2019 Workshop:Python for Space Science
Snakes on a Spaceship and the Goblet of Plots
Location, Date/Time and Duration
Altitudes: IT - Latitudes: global - Other:
Format of the Workshop
Requested Specific Days
Monday, first afternoon session. There are independent plans to host a Hackathon starting late Monday afternoon. Covering existing Python packages beforehand would provide attendees a nice foundation to start contributing to open source science. Please avoid conflict with software development session (Hirsch/Zettergren/Grubbs)
Special technology requests
Internet access, tables for attendees to use (not just chairs)
CEDAR justification: Strategic thrust #5: Fuse the Knowledge Base across Disciplines Strategic thrust #6: Manage, Mine, and Manipulate Geoscience Data and Models
1) How the questions will be addressed: The challenge of performing system science across and within disciplines is addressed by teaching the community about the existence and use of enabling open source science software. 2) What resources exist, are planned, or are needed: Science python software already exists that helps the community achieve these goals, pysat, davitpy, spacepy, madrigal, etc. 3) How progress should be measured: Participation rates in open source science python software. Publications that use community tools can also be tracked.
'Snakes on a Spaceship' is focused on introducing the Python language, associated tools, and science software packages developed for the CEDAR and GEM community. This year, we have a focus on presenting new and/or interesting plots from across the field.
The pursuit of system science requires integrating measurements from multiple platforms into a coherent system for analysis. The variety of instrument types and data formats makes this a challenge. Typically these challenges are solved separately by different research teams leading to duplicated efforts. The study of the magnetosphere and the ionosphere as a system would be enhanced if solutions to these problems were made broadly available to the community. The use of community developed software has found acceptance in astronomy (astropy) and solar science (sunpy). ‘Snakes on a Spaceship’ is dedicated to fostering the same collaborative and open development practices within CEDAR and GEM.

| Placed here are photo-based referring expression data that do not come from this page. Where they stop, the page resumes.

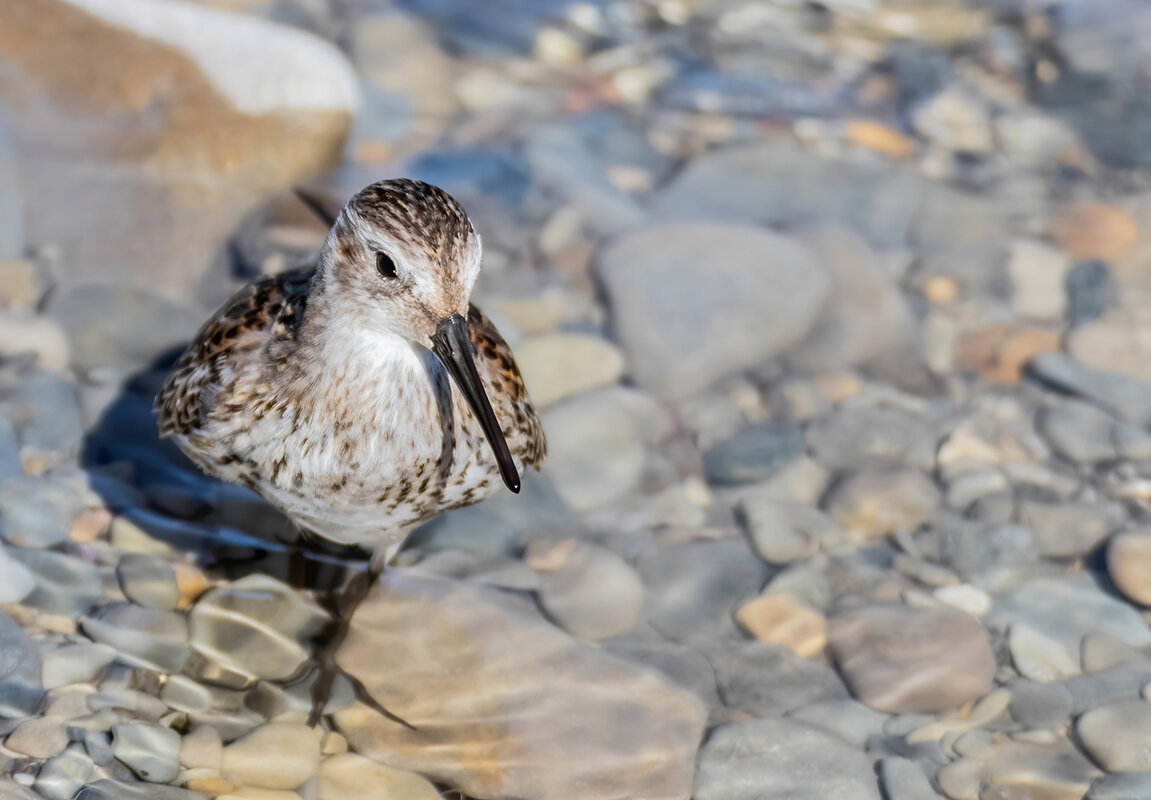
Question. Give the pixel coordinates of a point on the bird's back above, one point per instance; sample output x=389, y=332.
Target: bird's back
x=348, y=449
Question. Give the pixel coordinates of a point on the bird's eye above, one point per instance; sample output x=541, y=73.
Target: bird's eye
x=385, y=264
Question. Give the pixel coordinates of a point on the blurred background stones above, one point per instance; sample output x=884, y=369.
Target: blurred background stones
x=836, y=314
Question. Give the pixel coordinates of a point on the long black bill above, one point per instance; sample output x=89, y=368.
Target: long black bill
x=452, y=344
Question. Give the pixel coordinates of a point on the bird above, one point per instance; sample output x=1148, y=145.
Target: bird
x=364, y=394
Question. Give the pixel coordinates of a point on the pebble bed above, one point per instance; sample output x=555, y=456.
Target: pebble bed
x=838, y=318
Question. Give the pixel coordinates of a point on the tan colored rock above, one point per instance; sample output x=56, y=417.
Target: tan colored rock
x=353, y=777
x=881, y=138
x=907, y=660
x=784, y=619
x=146, y=129
x=879, y=502
x=1000, y=352
x=21, y=284
x=1129, y=564
x=473, y=669
x=277, y=755
x=1095, y=230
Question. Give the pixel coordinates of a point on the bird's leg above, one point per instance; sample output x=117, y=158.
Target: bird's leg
x=342, y=604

Please bring your computer, since there will be several tutorials that you will be able to work through with the speaker.
0) Introduction (5 min)
1) Ashton Reimer -- Resen: Towards a Reproducible Software Environment using Python and Docker (15 min)
2) Chih-Ting Hsu -- Comparison of TIE-GCM and C/NOFS ion velocity using PysatMagVect (15 min)
3) Marina Schmidt -- pydarn (15 min)
4) Leslie Lamarche -- Visualization of Diverse Geospace Data in Python (15 min)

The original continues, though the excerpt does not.